Nos comportamos como pareja, aunque nadie se atreve a decirlo — Pucallpa: una promesa difícil de cumplir
Esta historia parece pequeña cuando la resumo, pero lleva meses ocupando casi todos mis pensamientos. Tengo 33 años, vivo en Pucallpa y había tenido varias citas que no llegaron a ninguna parte. La persona de esta historia es una persona con la que comparto un curso; empezamos ayudándonos con tareas y terminamos hablando de nuestra vida.

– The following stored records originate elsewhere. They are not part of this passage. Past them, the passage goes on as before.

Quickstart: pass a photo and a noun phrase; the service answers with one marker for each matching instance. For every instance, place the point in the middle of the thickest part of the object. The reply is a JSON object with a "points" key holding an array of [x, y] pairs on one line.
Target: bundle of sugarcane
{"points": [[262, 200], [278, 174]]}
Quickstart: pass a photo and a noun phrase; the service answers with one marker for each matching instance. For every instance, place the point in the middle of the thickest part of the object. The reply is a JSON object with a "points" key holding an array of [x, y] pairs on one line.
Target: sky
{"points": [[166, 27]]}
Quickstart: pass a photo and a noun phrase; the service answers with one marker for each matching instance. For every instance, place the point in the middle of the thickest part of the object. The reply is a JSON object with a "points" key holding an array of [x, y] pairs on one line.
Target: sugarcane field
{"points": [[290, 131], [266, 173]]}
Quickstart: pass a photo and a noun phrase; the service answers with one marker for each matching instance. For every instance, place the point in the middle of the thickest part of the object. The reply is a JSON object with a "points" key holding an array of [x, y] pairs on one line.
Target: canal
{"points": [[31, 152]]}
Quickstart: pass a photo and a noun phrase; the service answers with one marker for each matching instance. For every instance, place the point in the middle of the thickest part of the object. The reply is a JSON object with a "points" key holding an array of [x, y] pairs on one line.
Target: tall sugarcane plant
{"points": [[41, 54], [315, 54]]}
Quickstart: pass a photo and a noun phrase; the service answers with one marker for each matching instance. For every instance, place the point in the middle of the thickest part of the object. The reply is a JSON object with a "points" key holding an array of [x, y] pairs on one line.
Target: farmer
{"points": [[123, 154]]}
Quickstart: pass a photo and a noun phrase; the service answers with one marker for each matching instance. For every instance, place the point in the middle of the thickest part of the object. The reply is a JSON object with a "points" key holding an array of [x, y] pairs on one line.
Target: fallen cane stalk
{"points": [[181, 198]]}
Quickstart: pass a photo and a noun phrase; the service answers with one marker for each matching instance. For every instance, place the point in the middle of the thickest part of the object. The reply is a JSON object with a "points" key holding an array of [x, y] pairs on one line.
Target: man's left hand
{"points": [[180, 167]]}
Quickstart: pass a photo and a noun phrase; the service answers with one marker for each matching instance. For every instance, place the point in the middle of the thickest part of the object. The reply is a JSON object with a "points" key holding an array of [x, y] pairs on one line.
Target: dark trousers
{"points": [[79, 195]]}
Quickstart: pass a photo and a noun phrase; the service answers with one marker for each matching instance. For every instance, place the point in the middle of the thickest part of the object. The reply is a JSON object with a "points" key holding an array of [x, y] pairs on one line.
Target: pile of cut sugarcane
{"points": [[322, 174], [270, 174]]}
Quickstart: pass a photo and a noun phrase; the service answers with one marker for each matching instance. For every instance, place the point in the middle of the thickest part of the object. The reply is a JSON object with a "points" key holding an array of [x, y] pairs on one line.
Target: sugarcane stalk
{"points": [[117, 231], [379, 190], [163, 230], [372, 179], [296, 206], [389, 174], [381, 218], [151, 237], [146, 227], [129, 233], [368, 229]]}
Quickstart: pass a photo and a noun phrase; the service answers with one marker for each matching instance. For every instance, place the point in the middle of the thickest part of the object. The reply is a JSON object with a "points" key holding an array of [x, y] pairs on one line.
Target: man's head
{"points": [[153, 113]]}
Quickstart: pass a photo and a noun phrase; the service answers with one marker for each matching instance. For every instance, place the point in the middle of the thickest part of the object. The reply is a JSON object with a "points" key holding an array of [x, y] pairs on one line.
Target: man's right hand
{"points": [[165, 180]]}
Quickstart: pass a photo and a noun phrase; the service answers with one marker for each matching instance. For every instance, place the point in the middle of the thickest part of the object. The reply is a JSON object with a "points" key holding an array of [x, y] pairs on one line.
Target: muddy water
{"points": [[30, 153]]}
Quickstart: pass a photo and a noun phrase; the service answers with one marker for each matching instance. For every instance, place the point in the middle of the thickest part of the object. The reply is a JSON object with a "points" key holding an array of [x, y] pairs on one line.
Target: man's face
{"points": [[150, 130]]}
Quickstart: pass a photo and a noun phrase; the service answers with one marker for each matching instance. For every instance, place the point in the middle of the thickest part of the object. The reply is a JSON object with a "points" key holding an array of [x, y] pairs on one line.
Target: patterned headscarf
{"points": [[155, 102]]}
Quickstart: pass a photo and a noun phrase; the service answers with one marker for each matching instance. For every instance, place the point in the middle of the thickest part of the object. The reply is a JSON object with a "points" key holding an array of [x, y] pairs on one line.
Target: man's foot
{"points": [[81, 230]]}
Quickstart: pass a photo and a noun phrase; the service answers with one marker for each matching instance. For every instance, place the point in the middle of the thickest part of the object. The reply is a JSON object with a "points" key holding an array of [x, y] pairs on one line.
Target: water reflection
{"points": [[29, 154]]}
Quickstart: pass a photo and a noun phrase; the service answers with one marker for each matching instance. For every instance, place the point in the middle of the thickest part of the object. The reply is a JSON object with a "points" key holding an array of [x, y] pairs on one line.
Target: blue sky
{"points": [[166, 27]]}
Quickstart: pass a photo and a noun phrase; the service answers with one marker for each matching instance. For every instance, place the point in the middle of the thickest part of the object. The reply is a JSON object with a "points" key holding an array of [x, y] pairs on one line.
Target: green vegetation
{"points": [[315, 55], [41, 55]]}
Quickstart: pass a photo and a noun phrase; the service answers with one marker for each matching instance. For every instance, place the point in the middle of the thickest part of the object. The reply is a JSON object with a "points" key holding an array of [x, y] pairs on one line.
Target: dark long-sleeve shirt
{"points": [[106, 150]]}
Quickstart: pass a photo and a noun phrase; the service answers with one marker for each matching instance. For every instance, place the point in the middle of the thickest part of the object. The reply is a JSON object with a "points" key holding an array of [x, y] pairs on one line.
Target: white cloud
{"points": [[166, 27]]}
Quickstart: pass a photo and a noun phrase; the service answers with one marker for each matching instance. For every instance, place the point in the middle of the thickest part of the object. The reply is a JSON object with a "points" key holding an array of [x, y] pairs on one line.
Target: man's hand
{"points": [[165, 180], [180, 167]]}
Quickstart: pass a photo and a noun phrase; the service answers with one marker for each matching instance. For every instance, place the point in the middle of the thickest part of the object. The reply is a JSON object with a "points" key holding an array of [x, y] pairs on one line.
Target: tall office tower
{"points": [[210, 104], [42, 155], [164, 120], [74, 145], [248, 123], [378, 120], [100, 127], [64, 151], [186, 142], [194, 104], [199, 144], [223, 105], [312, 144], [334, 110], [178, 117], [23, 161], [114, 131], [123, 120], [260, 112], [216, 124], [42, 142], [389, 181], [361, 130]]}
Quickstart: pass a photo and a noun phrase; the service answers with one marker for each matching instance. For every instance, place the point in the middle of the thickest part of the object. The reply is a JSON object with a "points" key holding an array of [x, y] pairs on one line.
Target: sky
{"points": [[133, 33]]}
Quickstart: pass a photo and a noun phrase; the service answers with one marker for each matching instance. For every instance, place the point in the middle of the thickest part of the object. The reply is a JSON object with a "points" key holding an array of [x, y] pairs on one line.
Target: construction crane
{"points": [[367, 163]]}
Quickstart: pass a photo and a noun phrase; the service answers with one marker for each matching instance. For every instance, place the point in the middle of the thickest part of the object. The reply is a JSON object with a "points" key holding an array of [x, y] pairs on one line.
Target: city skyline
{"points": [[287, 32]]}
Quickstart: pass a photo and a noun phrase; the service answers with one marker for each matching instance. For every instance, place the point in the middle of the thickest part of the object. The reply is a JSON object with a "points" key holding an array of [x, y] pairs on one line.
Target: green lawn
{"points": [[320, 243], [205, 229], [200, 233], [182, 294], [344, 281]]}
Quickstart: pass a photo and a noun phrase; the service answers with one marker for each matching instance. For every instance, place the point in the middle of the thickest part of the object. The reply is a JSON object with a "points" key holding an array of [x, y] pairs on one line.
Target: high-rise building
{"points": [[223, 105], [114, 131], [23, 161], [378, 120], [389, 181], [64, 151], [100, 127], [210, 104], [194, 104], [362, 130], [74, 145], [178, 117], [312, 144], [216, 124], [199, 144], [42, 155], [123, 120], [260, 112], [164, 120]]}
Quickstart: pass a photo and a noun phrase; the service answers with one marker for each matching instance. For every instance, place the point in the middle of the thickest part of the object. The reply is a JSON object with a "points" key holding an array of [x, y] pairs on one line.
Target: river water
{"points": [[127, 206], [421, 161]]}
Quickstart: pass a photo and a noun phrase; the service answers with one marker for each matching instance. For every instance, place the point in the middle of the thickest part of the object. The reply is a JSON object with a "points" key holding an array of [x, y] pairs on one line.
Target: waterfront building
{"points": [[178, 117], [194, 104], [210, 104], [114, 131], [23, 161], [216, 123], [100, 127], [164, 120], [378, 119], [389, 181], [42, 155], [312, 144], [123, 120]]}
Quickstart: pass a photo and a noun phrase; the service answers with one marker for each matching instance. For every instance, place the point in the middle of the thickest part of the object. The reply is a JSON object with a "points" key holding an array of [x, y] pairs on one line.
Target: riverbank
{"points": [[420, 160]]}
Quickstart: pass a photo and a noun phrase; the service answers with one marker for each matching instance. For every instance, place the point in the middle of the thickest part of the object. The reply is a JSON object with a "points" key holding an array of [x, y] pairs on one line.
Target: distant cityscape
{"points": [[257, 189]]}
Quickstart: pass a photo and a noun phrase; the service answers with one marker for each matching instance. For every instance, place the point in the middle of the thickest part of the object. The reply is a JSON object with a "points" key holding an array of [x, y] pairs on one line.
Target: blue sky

La cercanía creció sin grandes gestos. Empezamos compartiendo los mensajes que llegaban justo cuando tenía un día difícil, después llegaron las conversaciones sobre familia, miedos y planes que normalmente uno no cuenta tan rápido. Durante casi 10 meses insistí en que solo estaba disfrutando de una buena amistad, aunque cada vez esperaba más nuestros encuentros.
Durante una cena con amigos, terminamos hablando a solas. Me dijo que conmigo podía mostrarse sin aparentar y esa frase se quedó conmigo. Yo intenté actuar con normalidad, pero empecé a notar cada ausencia y cada despedida mucho más de la cuenta.
Acordamos salir en serio durante un mes y después conversar, pero yo ya estoy mucho más involucrado de lo que pensaba. Yo llevaba tiempo diciendo que no quería compromisos y ahora me cuesta reconocer que cambié de opinión. Lo extraño es que cuando estamos juntos todo parece sencillo, pero al pensar en el futuro aparecen demasiadas preguntas.
El miedo a perder la amistad me ha protegido del rechazo, aunque también me mantiene lejos de una respuesta. No quiero perder una conexión que me hace bien, pero tampoco deseo quedarme en una espera indefinida por miedo a hablar. ¿Esperarían a que la situación se resuelva sola o tomarían la iniciativa?